Render Object Creation

For each visible element (those that will be painted on the screen), the engine creates a Render Object. These objects represent the layout and style of the elements in a way that can be used by the browser’s layout and painting phases.

Render Objects can be:

  • RenderBlock (for block-level elements like <div>, <p>)
  • RenderInline (for inline elements like <span>, <b>)

These objects are then arranged into the Render Tree, which mirrors the visual hierarchy of the document.

<html>
  <body>
    <p>Hello <b>World</b></p>
  </body>
</html>

In the Render Tree:

RenderRoot
└── RenderBody (block)
    └── RenderParagraph (block)
        ├── RenderText("Hello")
        └── RenderInline("World", bold)
  • RenderBody is the parent node of RenderParagraph
  • RenderParagraph is the parent of the text node “Hello” and the inline RenderInline node for <b>
  • RenderInline(“World”, bold) indicates that “World” is an inline element with bold styling applied

Final Steps

Once the Render Tree is complete, the browser uses it in the layout phase to determine the positions and sizes of the elements. After that, the paint phase is triggered, where the browser paints the actual pixels on the screen according to the computed styles and layout.

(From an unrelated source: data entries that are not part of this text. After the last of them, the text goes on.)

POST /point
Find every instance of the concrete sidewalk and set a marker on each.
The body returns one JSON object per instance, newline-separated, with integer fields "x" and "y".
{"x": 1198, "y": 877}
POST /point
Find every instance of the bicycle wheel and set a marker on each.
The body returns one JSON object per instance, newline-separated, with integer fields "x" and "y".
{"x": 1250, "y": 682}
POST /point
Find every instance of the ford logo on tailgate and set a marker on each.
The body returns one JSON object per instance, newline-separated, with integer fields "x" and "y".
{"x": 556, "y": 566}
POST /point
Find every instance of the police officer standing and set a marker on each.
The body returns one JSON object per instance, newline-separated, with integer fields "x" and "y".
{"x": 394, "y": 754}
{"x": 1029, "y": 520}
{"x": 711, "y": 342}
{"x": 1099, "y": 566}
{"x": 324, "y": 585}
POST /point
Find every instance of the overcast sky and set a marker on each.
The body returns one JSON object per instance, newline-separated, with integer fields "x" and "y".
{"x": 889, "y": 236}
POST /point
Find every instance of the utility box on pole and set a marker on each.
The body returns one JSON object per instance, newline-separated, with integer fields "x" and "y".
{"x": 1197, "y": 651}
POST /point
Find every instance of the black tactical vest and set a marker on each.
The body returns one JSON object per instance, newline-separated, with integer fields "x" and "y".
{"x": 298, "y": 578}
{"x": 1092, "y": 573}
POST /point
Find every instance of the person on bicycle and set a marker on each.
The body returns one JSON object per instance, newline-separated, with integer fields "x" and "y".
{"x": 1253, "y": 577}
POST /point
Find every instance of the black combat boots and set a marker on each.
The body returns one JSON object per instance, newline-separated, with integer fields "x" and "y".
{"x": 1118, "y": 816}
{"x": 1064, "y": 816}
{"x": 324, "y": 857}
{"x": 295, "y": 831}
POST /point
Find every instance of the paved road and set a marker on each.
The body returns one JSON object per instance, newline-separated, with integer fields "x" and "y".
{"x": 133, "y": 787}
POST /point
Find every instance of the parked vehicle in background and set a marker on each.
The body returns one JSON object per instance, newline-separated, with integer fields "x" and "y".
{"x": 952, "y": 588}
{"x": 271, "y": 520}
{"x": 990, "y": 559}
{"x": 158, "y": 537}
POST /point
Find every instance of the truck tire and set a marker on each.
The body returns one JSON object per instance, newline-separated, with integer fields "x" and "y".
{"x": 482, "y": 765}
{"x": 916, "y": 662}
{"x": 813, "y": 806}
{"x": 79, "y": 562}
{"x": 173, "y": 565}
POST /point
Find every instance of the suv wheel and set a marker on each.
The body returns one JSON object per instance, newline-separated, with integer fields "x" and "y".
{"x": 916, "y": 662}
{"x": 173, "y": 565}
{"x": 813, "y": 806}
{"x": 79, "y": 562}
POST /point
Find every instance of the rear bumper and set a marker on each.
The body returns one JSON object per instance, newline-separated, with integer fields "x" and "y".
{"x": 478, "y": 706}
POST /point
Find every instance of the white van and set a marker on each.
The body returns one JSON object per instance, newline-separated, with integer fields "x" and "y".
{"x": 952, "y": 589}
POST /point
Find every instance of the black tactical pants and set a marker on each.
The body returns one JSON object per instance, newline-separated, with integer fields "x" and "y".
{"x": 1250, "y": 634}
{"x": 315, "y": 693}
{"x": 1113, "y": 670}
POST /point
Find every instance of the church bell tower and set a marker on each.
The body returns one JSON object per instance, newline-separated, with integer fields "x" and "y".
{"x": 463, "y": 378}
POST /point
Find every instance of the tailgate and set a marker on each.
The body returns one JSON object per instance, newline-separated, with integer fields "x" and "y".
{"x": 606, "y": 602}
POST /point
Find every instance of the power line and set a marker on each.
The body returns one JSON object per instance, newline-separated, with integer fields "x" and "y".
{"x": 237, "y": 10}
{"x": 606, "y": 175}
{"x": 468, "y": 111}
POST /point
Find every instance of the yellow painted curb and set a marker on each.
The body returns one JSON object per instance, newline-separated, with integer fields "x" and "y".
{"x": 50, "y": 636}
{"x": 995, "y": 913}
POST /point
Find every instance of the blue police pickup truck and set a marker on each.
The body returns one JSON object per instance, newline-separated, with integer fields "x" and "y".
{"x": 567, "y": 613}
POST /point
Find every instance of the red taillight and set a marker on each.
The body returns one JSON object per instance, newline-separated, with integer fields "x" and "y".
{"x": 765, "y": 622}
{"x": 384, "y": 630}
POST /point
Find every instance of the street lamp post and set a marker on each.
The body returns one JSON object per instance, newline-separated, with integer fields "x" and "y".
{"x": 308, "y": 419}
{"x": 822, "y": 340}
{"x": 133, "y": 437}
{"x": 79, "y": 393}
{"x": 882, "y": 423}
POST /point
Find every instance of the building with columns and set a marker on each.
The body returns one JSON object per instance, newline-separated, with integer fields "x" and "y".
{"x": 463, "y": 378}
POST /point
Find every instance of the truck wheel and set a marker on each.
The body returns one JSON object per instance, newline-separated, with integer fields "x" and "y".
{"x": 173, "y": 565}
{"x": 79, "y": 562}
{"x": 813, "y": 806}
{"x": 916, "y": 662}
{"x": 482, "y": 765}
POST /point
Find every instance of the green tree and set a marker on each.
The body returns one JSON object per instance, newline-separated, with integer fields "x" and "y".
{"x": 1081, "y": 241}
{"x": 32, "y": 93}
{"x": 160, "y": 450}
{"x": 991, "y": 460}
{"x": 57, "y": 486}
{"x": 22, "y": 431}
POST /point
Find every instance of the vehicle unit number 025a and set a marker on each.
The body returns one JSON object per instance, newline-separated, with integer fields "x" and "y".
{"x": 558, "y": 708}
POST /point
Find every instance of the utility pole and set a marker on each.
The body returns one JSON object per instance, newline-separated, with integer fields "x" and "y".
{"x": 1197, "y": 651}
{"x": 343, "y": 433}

Structure of the Render Tree

Example HTML:

<body>
  <p>Hello <b>World</b></p>
</body>

Example CSS:

p { color: blue; font-size: 16px; }
b { font-weight: bold; }

Render Tree (Simplified):

RenderRoot
└── RenderBody (block)
    └── RenderParagraph (block)
        ├── RenderText("Hello")
        └── RenderInline("World", bold)

Each render object contains:

  • Style data (color, size, font)
  • Geometry info (width, height, position)
  • Display type (block, inline, flex)
  • Layer info (for compositing)

Render Tree Properties

  • Purpose: Direct input for layout and painting phases
  • Structure: Mirrors DOM but only visible nodes, each with computed styles
  • Dynamic: Updates when DOM or CSSOM changes

Relationship Between DOM, CSSOM, and Render Tree

StageStructurePurposeIncludes Hidden Elements?
1DOMRepresents HTML structure/contentYes
2CSSOMRepresents style rules and cascadesYes
3Render TreeCombines DOM + CSSOM for visual renderingNo

Building Pipeline Summary

HTML + CSS

HTML Parser → DOM Tree
CSS Parser → CSSOM Tree

Combine → Render Tree

Layout → Paint → Composite → Display

Example in Action

HTML:

<body>
  <div class="card">
    <p>Hello <span>John</span></p>
  </div>
</body>

CSS:

.card { background: lightgray; padding: 10px; }
p { color: blue; }
span { font-weight: bold; }

DOM:

html
└── body
    └── div.card
        └── p
            ├── "Hello "
            └── span
                └── "John"

CSSOM:

.card { background: lightgray; padding: 10px; }
p { color: blue; }
span { font-weight: bold; }

Render Tree:

RenderBody
└── RenderBlock(div.card)
    └── RenderParagraph
        ├── RenderText("Hello ", color=blue)
        └── RenderInline(span, font-weight=bold)

Summary Comparison

ConceptRepresentsBuilt FromUsed ForVisible Elements Only?
DOMDocument structure/contentHTMLScripting, StructureNo
CSSOMStyling informationCSSStyle computationNo
Render TreeVisual representationDOM + CSSOMLayout + PaintingYes

Understanding these three data structures is fundamental to optimizing web performance. Minimizing DOM size, optimizing CSS selectors, and avoiding unnecessary reflows all stem from understanding how these structures work together to render the page.